After five years out of the workforce as a full-time mum, Esther Vallejo discovered a new consulting career – and a smarter approach to business – through the Master of Entrepreneurship.
It can be tricky finding your professional feet after becoming a parent. As Esther Vallejo describes it in her LinkedIn profile, she was her family’s “chief home officer” for more than five years, focused primarily on raising two young children. She tried to launch a few businesses, but they failed to fire.
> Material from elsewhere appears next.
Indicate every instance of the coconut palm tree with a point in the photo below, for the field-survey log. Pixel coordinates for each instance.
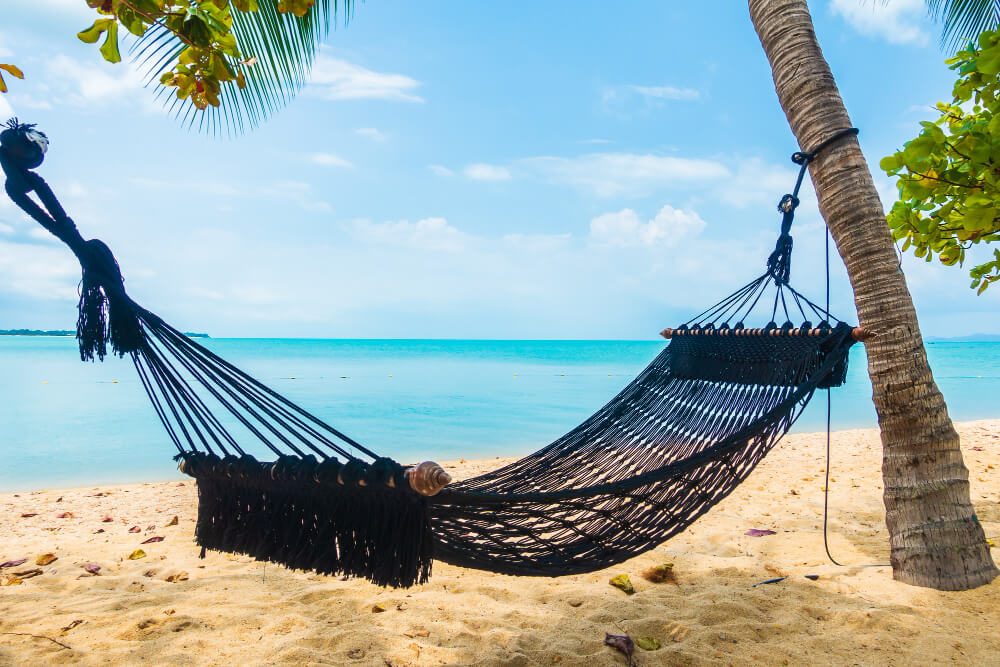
(962, 20)
(935, 537)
“I come from a long line of entrepreneurs, and have successfully started and run small businesses both in Spain and Australia” says Barcelona-born Esther, “but after taking time off to raise my children and trying to start again, I kind of lost direction and thought I can’t keep going on this way because I’m always going with gut feeling – you need a system and a strategy. I was a mum wanting to reinvent myself.”
For Esther, the University of Melbourne’s Master of Entrepreneurship, co-delivered with Wade Institute of Entrepreneurship, has been transformative. Wanting to build a business from nothing, she rejected an MBA in favour of the Master of Entrepreneurship. “When I came here, it just felt right,” says Esther, who studied part-time and graduated in 2022. “I was able to be at home with my kids, and also start the process of becoming my own person once again, and go back into the workforce and see where the journey takes me”…
Now a Business Manager at Holmesglen Self-Employment Assistance, Esther is a mentor for start-up founders – a conduit for the knowledge she gained in the Master of Entrepreneurship program. As a consultant, she has prompted many an epiphany among the people she coaches. “They have so many ‘aha moments’ when I’m sharing what I’ve learned,” says Esther. “They say, ‘Why haven’t I been taught this before?’ It’s like a breath of fresh air for people who don’t know what they’re doing in their business. I give them a step-by-step strategy they can follow.”
The Master of Entrepreneurship program redefined entrepreneurship for Esther, shifting her focus from selling to problem-solving. She always thought entrepreneurship involved acting out of intuition but realised it’s more a process, perhaps even a science: “It’s a way of analysing the market and putting a strategy around it.”
Esther also learned to emotionally detach from business. She began her career in her family’s fashion-retail in Barcelona, and witnessed first-hand her father’s attachment to let go of and adapt the company he had built from scratch and successfully ran for decades, when the industry inevitably changed. Learning from the experience, Esther has adopted a different, maybe healthier, approach.
“One thing I’ve learned here is that your business is not your baby,” she says. “It’s just a business. It’s not your life and it doesn’t need to be. You can set it up to sell and let it go – there’s a strategy behind every business.”
At Wade Institute, Esther found a quiet space away from the little-kid chaos of home, as well as short courses on personal branding and public speaking to support her professional rebirth. For inspiration, she had to look no further than her teachers and classmates. “I’ve met beautiful people,” she says. “I look at them now on LinkedIn and think, wow, you’re writing books and creating amazing things. I feel very privileged to be part of this community.”
The Master of Entrepreneurship program challenged her “wanting everything to be perfect” and gave her a “playground” where she could follow her curiosity and “fail safely”. Realising her thoughts and insecurities, Esther sought counselling at Wade Institute, which supported her through the program. “One of the personal challenges I faced was the little voice in my head saying, ‘No, you can’t do this,’ says Esther.
“For me, the highlight is that I can look back and say, yes, I can! And… I’ve done it.’ The program gave me the opportunity to do things differently, challenged me in unimaginable ways and it’s changed my life completely.’”
This article first appeared on the University of Melbourne.